What Apple is attempting with this overhaul is to position itself not as a company that bolts AI onto existing products, but as one that thinks of intelligence as foundational. Whether that strategy pays off will depend partly on execution—whether the new Siri actually understands users better than competitors' offerings—and partly on geography. The company's ability to deliver the same experience globally will test whether AI can truly become a universal feature or whether it remains fragmented by borders and regulation.
Notable Quotes
Apple wants AI to become part of the operating system, not a separate destination only available through an app— Francisco Jeronimo, International Data Corporation
The Hearth Conversation Another angle on the story
Why does it matter that Siri is now integrated into the operating system rather than existing as a separate app?
Because it changes what the device is capable of doing without you having to think about it. Right now, you invoke Siri, ask a question, and then you're back where you started. With integration, the assistant is always aware of what you're doing—what app you're in, what you've asked before, what you're trying to accomplish. That awareness lets it help you in ways that feel natural rather than mechanical.
And the use of Google's Gemini model—isn't that surprising? Apple usually builds its own technology.
It is surprising, and it signals something important: Apple decided that getting this right mattered more than building it alone.

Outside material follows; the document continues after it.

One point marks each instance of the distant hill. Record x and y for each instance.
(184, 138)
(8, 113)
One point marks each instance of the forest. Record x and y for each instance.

Gemini is one of the most capable language models available. Rather than spend years developing something comparable, Apple chose to focus on integration and user experience. That's a pragmatic choice, though it does create a dependency.
What about the China delay? Is that just a regulatory hurdle, or does it suggest something deeper?
It's both. Yes, there are regulatory requirements—data has to stay in China, systems need government approval. But it also reveals a fundamental tension: AI systems that work globally are harder to build when different countries have different rules about what data can be collected, how it can be used, and where it can be stored. For Apple, that means the same product can't be the same product everywhere.
Does that fracture hurt Apple's strategy?
It complicates it. The whole point of treating AI as foundational is that it becomes part of what makes Apple devices feel seamless and intuitive. If a fifth of your users can't access that foundation, you're not really delivering on the vision. It's a reminder that even the most powerful companies operate within constraints they don't control.